Los pasos de Iria eran cortos, como si, circunscritos a las líneas del empedrado en la acera, los propulsara el tictac de un reloj o un monótono diapasón. Eran pasos concentrados, como si cada uno de ellos encerrara el secreto de la existencia y por ese motivo hubiera que almacenarlos en un lugar precioso. Eso haría, pensó.
Era temprano, pero aquella rúa ya olía a naranjo florido. El azahar, que finalmente se había aclimatado a unas calles que no le eran propias, comenzaba a brotar con fuerza, llenando de alegría aquellas tristes ramas, tras un invierno largo, oscuro, muy frío y húmedo. Así de turbios, creía, que habían sido su mirada y sentimientos algunos años atrás. Estaba contenta de haber superado esa etapa y, sobre todo, de haber conseguido recuperar esa especie de ingenuidad, que a ella le gustaba especialmente porque le hacía disfrutar con todo; lo mismo con grandes placeres como la música, el arte, la naturaleza, como con aquellos otros, generalmente denostados por su simplicidad o sencillez.
Aspiró largamente y repitió el movimiento llenando la parte inferior de los pulmones. Luego, despacio, los vació, notando que el aroma, incluso la luz, la belleza y el aire fresco y limpio, se introducían en su interior para quedarse.
Era tan joven como la jornada que comenzaba su andadura, tan pequeña y leve como cualquiera de los cortos días que conformaron la estación que tocaba a su fin, tan inexperta como aquellos naranjos que habían sido obligados a enraizarse en tierras ajenas y, sin embargo, tan sabia, serena y resistente, como la savia que recorría los delgados troncos de aquellos árboles.
Dejaría expedita la puerta del recinto que sus pies iban formando al jugar con la silueta de la piedra y allí almacenaría esas sensaciones, custodiadas por la memoria de la mañana. Muy cerca se hallaba aquel otro espacio que encerraba la decisión que la encaminaba en ese momento.

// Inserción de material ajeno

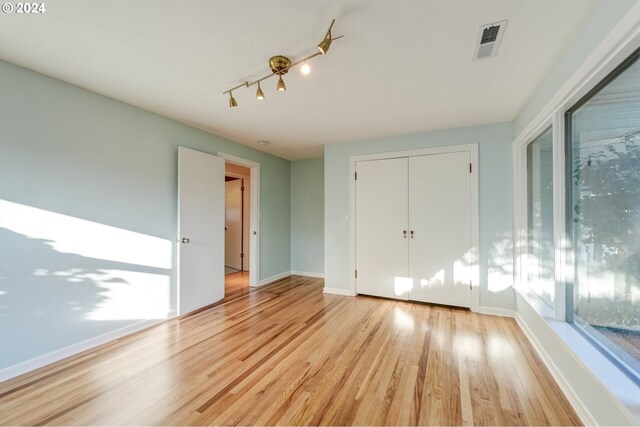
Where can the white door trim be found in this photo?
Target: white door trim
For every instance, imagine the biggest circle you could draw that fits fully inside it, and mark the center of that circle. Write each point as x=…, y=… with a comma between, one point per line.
x=254, y=213
x=475, y=234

Creía conocer bien, a fuerza de razonamiento, el riesgo personal y profesional que asumía, pero estaba segura de lo que quería. Sus padres habían tratado de disuadirla pensando que tal determinación podría, en algún momento, hacerla sufrir. Pero acabaron dándose cuenta de que era sólidamente firme y, entonces, orgullosos, le prestaron todo su apoyo.
Recordó con una sonrisa aquel día lluvioso, hacía ya dos cursos, en el que, reunidos el grupo de amigos en el café de siempre, comenzaron a hablar del futuro y a especular sobre tal o cual profesión, incluso haciendo chistes acerca del dinero que se ganaba con una u otra. Entre todos, solamente ella lo tenía claro, sabía lo que quería hacer, sin asomo de duda.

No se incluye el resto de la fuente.